Ante el anuncio de que el gobierno de Estados Unidos analiza la posibilidad de ajustes operativos en la aplicación de aranceles al acero y aluminio, la presidenta de México, Claudia Sheinbaum Pardo, informó que aún no existe una propuesta concreta, y expresó su expectativa de que estas medidas se materialicen.
Lo anterior luego de que el representante comercial estadounidense, Jamieson Greer, señalara que Washington evalúa modificar aspectos en la implementación de los gravámenes.
La primera mandataria explicó que el gobierno mexicano ha manifestado de forma constante su preocupación, ya que los aranceles al acero y aluminio no solo aplican a materias primas, sino también a productos derivados.
“Aún no tenemos algo muy concreto y esperamos que realmente ocurra. Es algo que hemos solicitado de manera permanente. Los aranceles al acero y al aluminio no solamente son al acero y aluminio puro, o placas de aluminio o de acero, sino también a derivados, particularmente los derivados que vienen en algún equipo, lo que genera muchos problemas”,
Asimismo, la titular del Ejecutivo federal indicó que existe conocimiento sobre la posibilidad de un reajuste en los gravámenes, aunque subrayó que México esperará a un anuncio oficial para fijar una postura.
Actualmente, la administración del presidente Donald Trump mantiene aranceles de 50 por ciento a las importaciones de estos recursos.

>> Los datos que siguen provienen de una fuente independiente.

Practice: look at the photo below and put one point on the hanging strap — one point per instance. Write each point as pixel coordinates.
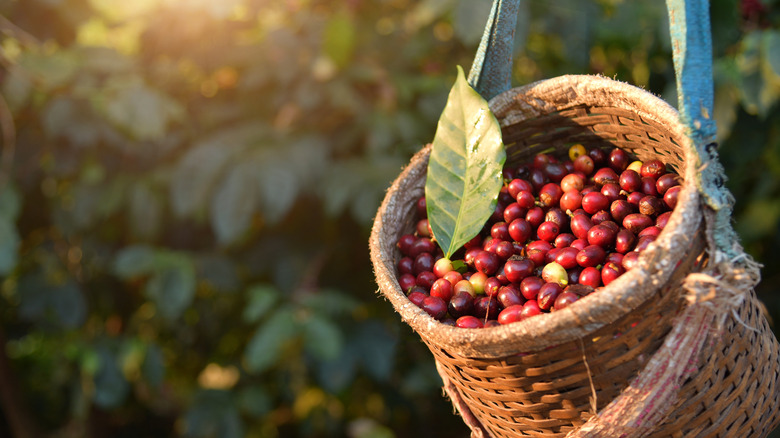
(689, 26)
(691, 38)
(491, 73)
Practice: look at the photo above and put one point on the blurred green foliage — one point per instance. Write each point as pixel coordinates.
(186, 191)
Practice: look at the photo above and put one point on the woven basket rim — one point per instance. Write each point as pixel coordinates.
(596, 310)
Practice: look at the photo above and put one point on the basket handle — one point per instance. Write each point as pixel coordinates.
(691, 37)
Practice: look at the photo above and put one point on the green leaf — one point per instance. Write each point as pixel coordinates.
(111, 387)
(262, 298)
(140, 110)
(322, 338)
(235, 203)
(41, 301)
(278, 185)
(153, 366)
(255, 401)
(52, 70)
(464, 170)
(771, 50)
(196, 175)
(9, 246)
(339, 39)
(172, 289)
(10, 202)
(265, 348)
(470, 17)
(146, 211)
(330, 302)
(134, 261)
(213, 413)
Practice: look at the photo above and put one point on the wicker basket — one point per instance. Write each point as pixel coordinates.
(677, 346)
(548, 375)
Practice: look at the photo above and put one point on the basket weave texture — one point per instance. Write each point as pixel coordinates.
(648, 355)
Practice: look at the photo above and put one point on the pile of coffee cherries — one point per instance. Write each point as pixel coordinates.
(561, 229)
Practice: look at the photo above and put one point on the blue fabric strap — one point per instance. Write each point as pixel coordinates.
(491, 73)
(689, 26)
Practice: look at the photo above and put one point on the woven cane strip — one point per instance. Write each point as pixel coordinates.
(558, 113)
(521, 395)
(735, 391)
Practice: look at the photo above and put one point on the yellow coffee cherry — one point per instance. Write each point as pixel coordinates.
(576, 150)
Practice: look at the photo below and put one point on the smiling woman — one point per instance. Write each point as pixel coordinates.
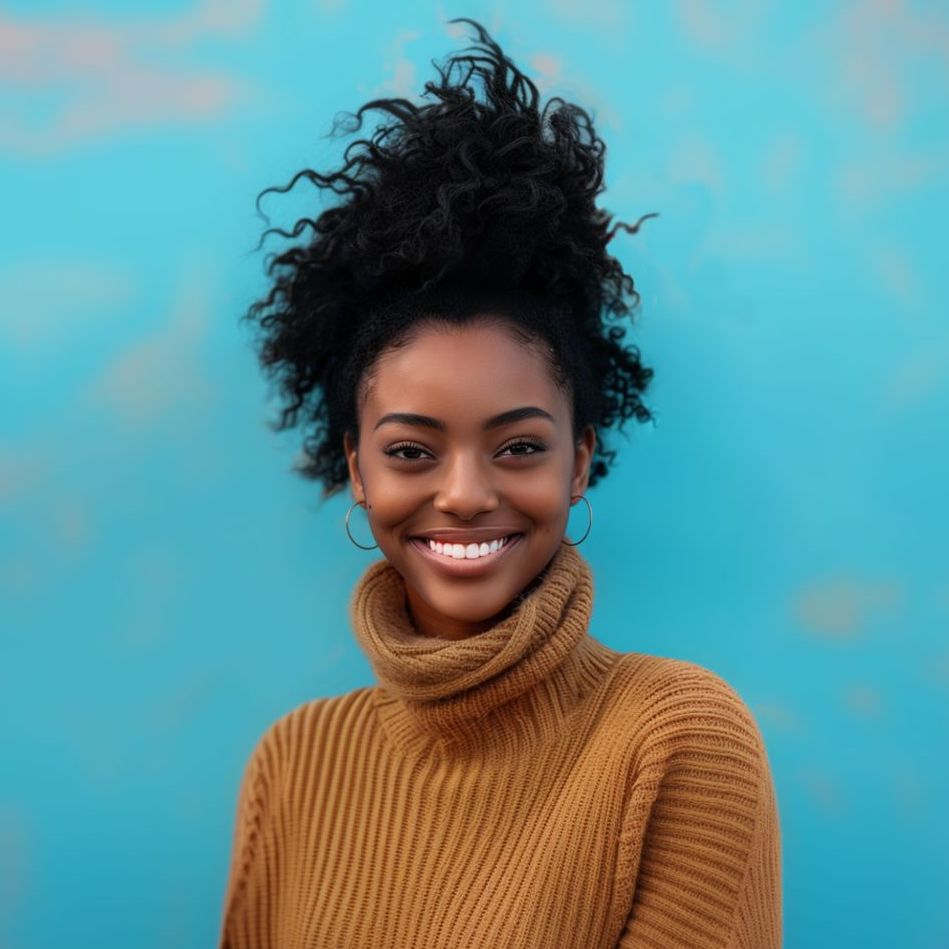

Además, amplió la lista de productos sujetos a estos impuestos, incluyendo refrigeradores, lavadoras y otros bienes manufacturados, cuyo gravamen se calcula con base en el contenido de acero incorporado en cada artículo.
La presidenta advirtió que este nivel de impuesto es elevado, que no sólo afecta el comercio bilateral, sino que también repercute en la economía estadounidense al provocar incremento de precios e inflación.